Person-Centric Annotations of LAION-400M: Auditing Bias and Its Transfer to Models¶

Conference: ICLR 2026
OpenReview: https://openreview.net/forum?id=t3ZMiHhqXm
Code: Available (The paper states Code is available here; access to data with demographic attributes requires an application)
Area: AI Safety / Fairness / Dataset Auditing
Keywords: Dataset Bias, LAION-400M, Demographic Annotation, Bias Transfer, Sparse Autoencoders

TL;DR¶

The authors generated 276 million person bounding boxes with perceived gender/race labels and person-centric captions for the entire LAION-400M dataset. Using this first full-scale web data annotation, they audited systematic biases where "men, Black, and Middle Eastern individuals are over-associated with crime and negative content." Furthermore, they demonstrated that 60–70% of the gender bias in CLIP and Stable Diffusion can be directly predicted by a linear fit of the "gender-concept co-occurrence frequency" in the training data.

Background & Motivation¶

Background: Vision-language foundation models like CLIP and Stable Diffusion are pretrained on massive, uncurated web multi-modal datasets (e.g., LAION-400M). These have been repeatedly shown to exhibit strong demographic biases. It is widely hypothesized that "model bias stems from training data imbalance," but this has remained a hypothesis rather than a measurable conclusion.

Limitations of Prior Work: To verify the causal chain from "data bias → model bias," one must know who is in the data and who co-occurs with whom. However, web-scale data like LAION-400M entirely lacks demographic annotations. Existing auditing efforts either rely on alt-text sub-samples (low information density, unreliable), focus only on faces, provide only a single image-level gender label, or cover narrow subsets like occupations. No work has performed fine-grained, person-level annotation on the full dataset.

Key Challenge: Without full-scale, person-level, and visually grounded annotations, researchers can neither characterize the true demographic composition of the data nor directly align "data statistics" to "downstream model behavior." Instead, they must rely on external proxies like U.S. Bureau of Labor Statistics data for indirect guesses.

Goal: (1) Create high-quality person annotations (boxes + perceived gender + perceived race/ethnicity + captions) for the entire LAION-400M; (2) Audit demographic distributions and harmful associations within the data; (3) Quantitatively answer for the first time at web scale "how much model bias can be directly explained by data co-occurrence."

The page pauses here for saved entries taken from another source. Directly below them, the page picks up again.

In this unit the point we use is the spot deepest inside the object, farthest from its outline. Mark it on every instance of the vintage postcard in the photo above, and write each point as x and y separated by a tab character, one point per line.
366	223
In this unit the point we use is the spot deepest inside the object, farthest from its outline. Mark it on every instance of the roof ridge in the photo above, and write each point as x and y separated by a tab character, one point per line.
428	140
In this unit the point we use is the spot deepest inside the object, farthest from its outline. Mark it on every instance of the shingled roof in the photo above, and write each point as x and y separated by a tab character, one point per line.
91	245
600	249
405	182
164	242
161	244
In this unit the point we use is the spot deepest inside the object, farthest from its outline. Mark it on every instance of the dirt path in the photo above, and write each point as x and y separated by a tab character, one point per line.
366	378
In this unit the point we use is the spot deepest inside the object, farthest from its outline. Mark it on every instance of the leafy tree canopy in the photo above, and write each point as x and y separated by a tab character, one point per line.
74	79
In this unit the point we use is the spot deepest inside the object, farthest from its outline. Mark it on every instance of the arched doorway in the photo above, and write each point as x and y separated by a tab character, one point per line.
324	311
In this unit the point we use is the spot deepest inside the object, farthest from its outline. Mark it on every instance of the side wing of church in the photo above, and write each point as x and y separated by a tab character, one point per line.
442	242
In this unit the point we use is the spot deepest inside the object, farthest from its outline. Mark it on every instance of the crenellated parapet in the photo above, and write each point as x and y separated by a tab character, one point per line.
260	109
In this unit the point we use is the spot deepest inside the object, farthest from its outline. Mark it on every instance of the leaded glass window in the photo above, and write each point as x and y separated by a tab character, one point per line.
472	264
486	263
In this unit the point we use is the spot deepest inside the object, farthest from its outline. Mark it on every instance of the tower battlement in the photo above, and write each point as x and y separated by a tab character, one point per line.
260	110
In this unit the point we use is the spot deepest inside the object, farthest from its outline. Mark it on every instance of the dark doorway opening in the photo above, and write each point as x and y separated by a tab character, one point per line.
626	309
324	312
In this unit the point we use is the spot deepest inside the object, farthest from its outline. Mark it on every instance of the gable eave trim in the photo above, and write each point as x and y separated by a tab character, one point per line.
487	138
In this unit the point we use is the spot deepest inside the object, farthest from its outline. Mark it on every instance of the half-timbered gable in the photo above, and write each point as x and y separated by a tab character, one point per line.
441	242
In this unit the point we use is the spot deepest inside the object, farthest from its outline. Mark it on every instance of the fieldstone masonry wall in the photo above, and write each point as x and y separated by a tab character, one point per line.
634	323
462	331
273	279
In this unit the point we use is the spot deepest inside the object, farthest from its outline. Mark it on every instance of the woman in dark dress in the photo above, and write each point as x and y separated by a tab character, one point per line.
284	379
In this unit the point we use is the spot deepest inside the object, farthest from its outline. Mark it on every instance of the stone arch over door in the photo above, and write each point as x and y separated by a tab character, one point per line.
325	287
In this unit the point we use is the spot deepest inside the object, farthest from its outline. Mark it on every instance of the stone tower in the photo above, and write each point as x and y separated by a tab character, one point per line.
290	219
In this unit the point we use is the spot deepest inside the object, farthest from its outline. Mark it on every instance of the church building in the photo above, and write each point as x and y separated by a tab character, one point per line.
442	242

Key Insight: Rather than trusting off-the-shelf MLLMs to annotate the full dataset directly (where noisy boxes, occlusions, and low-quality images contaminate results), it is better to bootstrap a clean training set using "multi-model ensembles + consensus only," then train specialized classifiers to process the full volume, reducing both cost and noise.

Core Idea: Build a "full-scale person annotation" set through an automated pipeline, and then establish the first measurable empirical link between dataset composition and model behavior using a first-order linear fit from "data co-occurrence → model bias."

Method¶

Overall Architecture¶

The paper performs two main tasks: first, it uses an automated annotation pipeline to provide bounding boxes, perceived gender, perceived race/ethnicity, and captions for every person in LAION-400M (effectively 376 million recovered image-text pairs, 90.7% of the original). Second, it uses these annotations for three levels of auditing: data distribution, harmful associations (crime words/sentiments/SAE themes), and the measurement of bias transfer from data to models.

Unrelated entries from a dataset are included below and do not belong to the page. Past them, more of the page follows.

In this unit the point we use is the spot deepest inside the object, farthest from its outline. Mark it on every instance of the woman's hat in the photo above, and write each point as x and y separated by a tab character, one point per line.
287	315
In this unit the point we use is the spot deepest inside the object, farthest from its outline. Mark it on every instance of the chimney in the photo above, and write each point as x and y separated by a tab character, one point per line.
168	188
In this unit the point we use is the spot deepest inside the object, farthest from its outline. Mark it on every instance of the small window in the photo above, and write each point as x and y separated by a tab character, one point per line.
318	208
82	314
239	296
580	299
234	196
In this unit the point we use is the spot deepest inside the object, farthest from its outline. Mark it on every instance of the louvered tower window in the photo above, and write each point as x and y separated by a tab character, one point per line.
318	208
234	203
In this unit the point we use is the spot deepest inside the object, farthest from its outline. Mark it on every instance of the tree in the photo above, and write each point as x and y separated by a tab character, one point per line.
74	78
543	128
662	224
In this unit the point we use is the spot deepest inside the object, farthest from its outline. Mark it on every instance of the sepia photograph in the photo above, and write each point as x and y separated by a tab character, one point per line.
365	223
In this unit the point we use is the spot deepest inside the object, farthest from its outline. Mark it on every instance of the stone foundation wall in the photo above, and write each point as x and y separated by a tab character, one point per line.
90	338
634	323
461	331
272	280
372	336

The key to the annotation pipeline is not "direct MLLM labeling," but "MLLM ensemble consensus bootstrapping → training specialized classifiers → full-scale classification." First, YOLOv11-l detects ~200 million person boxes, filtered by size. On a sampled subset, three MLLMs (Phi-3.5-Vision, LLaVA-NeXT, InternVL3) vote; only samples with full consensus are used to fine-tune SigLIP gender/race classifiers. These classifiers label the full set. Simultaneously, InternVL3-8B generates person-centric captions using "red-box visual prompts." Finally, distribution statistics, crime/sentiment associations, SAE theme mining, and linear fitting for bias transfer are conducted.

%%{init: {'flowchart': {'rankSpacing': 24, 'nodeSpacing': 28, 'padding': 6, 'wrappingWidth': 400}}}%%
flowchart TD
    A["LAION-400M Image-Text Pairs<br/>(376M recovered)"] --> B["Person Box Detection & Filtering<br/>YOLOv11-l + 30px threshold"]
    B --> C["MLLM Ensemble Consensus Bootstrapping<br/>Triple-model vote → Train SigLIP classifiers"]
    C -->|Full-scale labeling| D["Perceived Gender / Race Labels<br/>200M boxes"]
    B --> E["Red-box Prompting<br/>person-centric captioning"]
    D --> F["Bias Auditing<br/>Distributions / Crime / Sentiments / SAE Themes"]
    E --> F
    D --> G["Data Bias → Model Bias<br/>1st-order linear transfer measurement"]
    F --> H["Auditing Conclusions"]
    G --> H

Key Designs¶

1. Recall-prioritized Box Detection and Usability Filtering: Finding everyone first, then removing unlabelable small boxes

The pipeline starts with bounding every person. The authors use YOLOv11-l with a default confidence threshold of 0.25—lower than similar auditing works (e.g., Phase)—because recall is prioritized: it is better to have false positives than to miss individuals, which would systematically distort distribution statistics. Manual inspection of 200 images showed 82.5% were perfectly correct, 10% misidentified objects as persons, and 7.5% missed persons. The authors argue that since an image can contain multiple boxes, the actual omission rate is lower.

Detection alone is insufficient; filtering by size is critical. Boxes with any side shorter than \(30\) pixels are discarded. This \(30\text{px}\) threshold was derived by testing when automated gender labeling becomes unreliable—below \(30\text{px}\), the Cohen’s \(\kappa\) between automated and human perceived gender labels drops below \(0.8\) and accuracy below \(90\%\), indicating insufficient visual cues. Filtering left \(199,931,986\) person boxes across \(107,545,236\) images. Most boxes are small (occupying \(<10\%\) of image area) and most images contain one person, though extreme cases contain up to \(55\) people.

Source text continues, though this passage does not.